Relationship of the reported dependencies. See Software Dependencies: A beginner's guide to learn more.

  • Component Summary
    • Direct: The explicit dependencies that a software component defines and employs.

    • Transitive: Dependencies indirectly used by a software component brought into your application as dependencies for other components.

    • Unspecified: When the component's dependency information was not declared in the SBOM.

  • Vulnerabilities Summary

    Provides a total of known vulnerabilities for the components in the SBOM.

  • Release Status
    • Release Ready: The SBOM contains no high or critical vulnerabilities, or all high and critical vulnerabilities are VEX annotated.

    • Partially Annotated: The SBOM includes some high or critical vulnerabilities, and not all of them are VEX annotated.

    • Needs Attention: The SBOM contains some high or critical vulnerabilities, and none of them are VEX annotated.

  • Policy Violation Summary

    Provides a total of known policy violations for the components in the SBOM.

Components

The component list displays the components found in the SBOM with their dependency information, vulnerabilities, and licenses. The percentage annotated provides feedback at a glance on how well your teams are doing monitoring risk in your SBOMs.

  • Use the search bar to filter by either the component name or license.

  • The Filter By menu narrows results by vulnerability and dependency type.

  • Selecting a component navigates to the component details view.

Export PDF Report

The generated PDF includes the Analysis Status for VEX annotated vulnerabilities and third-party reported vulnerabilities stored in the SBOM.

See the VEX Workflow for details.

SBM-Export-PDF-Analysis_Status.png

Missing Vulnerabilities in Imported SBOMs

If an uploaded SBOM includes vulnerability information but no vulnerabilities appear in the Bill of Material view after import and evaluation, it may be due to incomplete or insufficient vulnerability metadata within the SBOM file.

To ensure vulnerability data from the SBOM is properly recognized and retained after evaluation, the following fields are required or strongly recommended in the vulnerabilities section of the SBOM:

  • id: a unique identifier for the vulnerability (e.g., CVE-2022-42003).

  • ratings: must include at least one rating object. Each rating must include a score (numerical CVSS score).

    • source: it is highly recommended to include metadata about the source of the vulnerability (e.g., NVD or GHSA).

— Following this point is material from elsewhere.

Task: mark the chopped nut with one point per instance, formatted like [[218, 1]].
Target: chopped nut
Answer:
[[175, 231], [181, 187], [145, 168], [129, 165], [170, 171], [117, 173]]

If multiple sources are available, SBOM Manager prioritizes NVD data.

  • affects: must link vulnerabilities to components using the affects field that references the components' bom-ref.

Example of a properly structured vulnerability entry:

 {
  "vulnerabilities": [
    {
      "id": "CVE-2022-42003",
      "source": {
        "name": "NVD",
        "url": "http://cve.mitre.org/cgi-bin/cvename.cgi?name=CVE-2022-42003"
      },
      "ratings": [
        {
          "source": {
            "name": "NVD"
          },
          "score": 7.5,
          "severity": "critical",
          "method": "CVSSv3",
          "vector": "CVSS:3.1/AV:N/AC:L/PR:N/UI:N/S:U/C:N/I:N/A:H"
        },
        {
          "source": {
            "name": "NVD"
          },
          "score": 7.5,
          "severity": "critical"
        }
      ],
      "cwes": [
        502
      ],
      "analysis": {
        "state": "resolved_with_pedigree",
        "justification": "requires_environment",
        "response": [
          "workaround_available",
          "update"
        ],
        "detail": "Analysis Detail"
      },
      "affects": [
        {
          "ref": "pkg:maven/com.fasterxml.jackson.core/jackson-databind@2.13.4?type=jar"
        }
      ]
    }
  ]
}

How SBOM Manager Processes Vulnerability Data

It's important to note that SBOM Manager is responsible for merging third-party vulnerability data from the SBOM with vulnerability insights from Sonatype’s proprietary data.

  • If no valid rating (with score) is present in the SBOM, the vulnerability is considered informational only and will not be included in policy evaluation results.

  • Vulnerabilities with missing or invalid id, no score, or lacking ratings will not be used for risk assessment and will not appear in the Bill of Material view.